For those who bring up Windows compatibility, the reality is very few people actually purchase software nowadays. Most people use whatever the computer came with. While I do see a demand for Microsoft Office from a lot of people. I have been able to convince the majority to use OpenOffice. In fact OpenOffice has been easier to recommend since Office 2007 came out since OpenOffice's menus are much more similiar to Office 2003.

Hardware wise, Linux rarely runs into compatibility problems, and tends to support older hardware much better than the newer versions of Windows.

Shadow Lodge

I'm a huge Ubuntu fan... good stuff.

As for security on OS/X and Linux versus windows, Everything can be hacked, I see it as a matter of not being the low lying fruit.

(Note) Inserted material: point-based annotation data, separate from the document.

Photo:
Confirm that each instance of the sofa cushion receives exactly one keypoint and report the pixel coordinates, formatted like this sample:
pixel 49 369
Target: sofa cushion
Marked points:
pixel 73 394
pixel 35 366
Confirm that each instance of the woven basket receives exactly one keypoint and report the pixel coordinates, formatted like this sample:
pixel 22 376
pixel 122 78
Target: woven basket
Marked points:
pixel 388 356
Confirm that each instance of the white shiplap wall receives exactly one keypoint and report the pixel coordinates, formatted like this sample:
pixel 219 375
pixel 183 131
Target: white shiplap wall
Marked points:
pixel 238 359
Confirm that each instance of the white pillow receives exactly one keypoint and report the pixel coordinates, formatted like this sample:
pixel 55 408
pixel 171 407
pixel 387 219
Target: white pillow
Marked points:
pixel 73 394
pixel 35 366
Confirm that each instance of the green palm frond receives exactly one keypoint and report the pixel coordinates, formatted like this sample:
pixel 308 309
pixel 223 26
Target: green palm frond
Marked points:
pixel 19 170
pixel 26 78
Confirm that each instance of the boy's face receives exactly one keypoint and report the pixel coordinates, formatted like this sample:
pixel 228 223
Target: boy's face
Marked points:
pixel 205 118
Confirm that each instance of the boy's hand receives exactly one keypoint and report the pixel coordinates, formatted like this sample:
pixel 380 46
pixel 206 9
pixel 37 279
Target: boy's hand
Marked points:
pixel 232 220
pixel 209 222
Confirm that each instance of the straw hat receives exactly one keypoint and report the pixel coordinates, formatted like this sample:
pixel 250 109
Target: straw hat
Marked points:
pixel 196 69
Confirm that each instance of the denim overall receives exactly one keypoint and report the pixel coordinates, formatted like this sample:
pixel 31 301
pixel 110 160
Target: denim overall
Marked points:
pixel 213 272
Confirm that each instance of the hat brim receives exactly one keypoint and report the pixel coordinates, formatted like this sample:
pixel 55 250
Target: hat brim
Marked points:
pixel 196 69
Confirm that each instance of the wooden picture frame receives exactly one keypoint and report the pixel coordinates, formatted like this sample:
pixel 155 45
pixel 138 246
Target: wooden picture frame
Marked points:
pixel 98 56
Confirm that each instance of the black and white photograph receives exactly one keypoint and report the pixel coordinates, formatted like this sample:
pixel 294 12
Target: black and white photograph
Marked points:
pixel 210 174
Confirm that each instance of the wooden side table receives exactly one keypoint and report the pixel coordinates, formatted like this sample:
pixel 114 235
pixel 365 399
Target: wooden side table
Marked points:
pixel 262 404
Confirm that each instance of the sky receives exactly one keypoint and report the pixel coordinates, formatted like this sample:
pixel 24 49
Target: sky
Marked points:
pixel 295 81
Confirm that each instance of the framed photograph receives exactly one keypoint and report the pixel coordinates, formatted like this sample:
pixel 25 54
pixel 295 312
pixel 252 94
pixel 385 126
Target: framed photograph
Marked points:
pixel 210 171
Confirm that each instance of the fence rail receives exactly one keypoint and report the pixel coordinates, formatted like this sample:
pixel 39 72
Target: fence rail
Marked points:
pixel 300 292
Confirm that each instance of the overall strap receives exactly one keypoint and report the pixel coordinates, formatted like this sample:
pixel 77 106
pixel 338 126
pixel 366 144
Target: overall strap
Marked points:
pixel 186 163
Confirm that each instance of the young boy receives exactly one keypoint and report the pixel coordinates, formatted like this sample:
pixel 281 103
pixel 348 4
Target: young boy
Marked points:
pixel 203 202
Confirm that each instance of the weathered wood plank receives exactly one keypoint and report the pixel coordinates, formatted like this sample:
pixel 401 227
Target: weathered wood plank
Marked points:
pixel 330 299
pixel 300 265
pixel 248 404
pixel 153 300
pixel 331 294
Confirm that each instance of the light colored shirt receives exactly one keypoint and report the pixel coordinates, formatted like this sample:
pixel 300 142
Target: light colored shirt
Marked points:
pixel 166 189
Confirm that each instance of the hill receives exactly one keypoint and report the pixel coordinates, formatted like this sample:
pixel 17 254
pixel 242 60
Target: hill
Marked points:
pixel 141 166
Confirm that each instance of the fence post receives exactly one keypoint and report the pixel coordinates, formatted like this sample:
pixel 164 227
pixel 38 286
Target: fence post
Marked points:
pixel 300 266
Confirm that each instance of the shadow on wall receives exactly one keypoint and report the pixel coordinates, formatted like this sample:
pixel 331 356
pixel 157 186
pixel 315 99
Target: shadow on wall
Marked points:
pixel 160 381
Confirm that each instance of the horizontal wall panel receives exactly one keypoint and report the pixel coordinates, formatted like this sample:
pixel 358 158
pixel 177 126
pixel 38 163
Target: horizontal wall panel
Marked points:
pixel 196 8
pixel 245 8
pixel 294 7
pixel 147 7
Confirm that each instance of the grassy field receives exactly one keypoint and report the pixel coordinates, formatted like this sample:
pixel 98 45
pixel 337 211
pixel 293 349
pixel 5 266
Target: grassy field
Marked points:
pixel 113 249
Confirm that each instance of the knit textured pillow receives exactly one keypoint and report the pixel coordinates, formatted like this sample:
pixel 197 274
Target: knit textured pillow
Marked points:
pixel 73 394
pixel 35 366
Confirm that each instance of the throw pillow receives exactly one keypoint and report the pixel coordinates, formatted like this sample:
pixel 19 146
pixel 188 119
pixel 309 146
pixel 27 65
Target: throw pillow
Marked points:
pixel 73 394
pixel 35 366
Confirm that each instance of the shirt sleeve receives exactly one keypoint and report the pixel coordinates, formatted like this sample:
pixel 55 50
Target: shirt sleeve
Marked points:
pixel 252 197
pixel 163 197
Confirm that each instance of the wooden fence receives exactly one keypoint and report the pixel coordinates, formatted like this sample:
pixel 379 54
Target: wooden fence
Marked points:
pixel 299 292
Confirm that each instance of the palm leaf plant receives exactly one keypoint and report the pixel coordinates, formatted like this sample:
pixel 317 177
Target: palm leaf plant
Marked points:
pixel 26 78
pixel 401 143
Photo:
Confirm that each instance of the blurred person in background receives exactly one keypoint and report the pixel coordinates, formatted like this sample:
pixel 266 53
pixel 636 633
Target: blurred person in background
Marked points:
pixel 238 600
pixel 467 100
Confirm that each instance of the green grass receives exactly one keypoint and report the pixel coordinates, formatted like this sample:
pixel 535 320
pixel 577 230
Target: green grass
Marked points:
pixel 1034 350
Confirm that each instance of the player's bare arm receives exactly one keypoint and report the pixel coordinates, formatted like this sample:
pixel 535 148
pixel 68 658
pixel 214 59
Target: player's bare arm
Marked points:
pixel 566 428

Also, I have never used Win 7 or Vista for more than 15 minutes so I speak from longer term experience. Maybe Windows is a lot more secure now, I've just been burned by Windows too much in the past to mess with it again any time soon.

Liberty's Edge

Windows did actually get better with security after Bill Gates sent an order making security priority one at Microsoft. The prototype of Windows Vista was delayed 2 years in order to concentrate on implementing security in Windows XP. The end result was Windows XP Service Pack 2 which was in its own way a new version of Windows.

Microsoft did stumble with initial compatibility and stability issues with Windows Vista, but Windows 7 came out of the gate smelling like roses.

There are limits in hacking into modern systems. The most common way is to exploit root access to a system, which is why Windows Vista impliments UAC to stop any attempts in its tracks. Ideally end users should have only limited access to system resources, but there are a lot of legacy applications which are finicky about this.

No matter what OS, its always better to keep fully patched, use strong passwords, and most importantly, educate users about internet safety.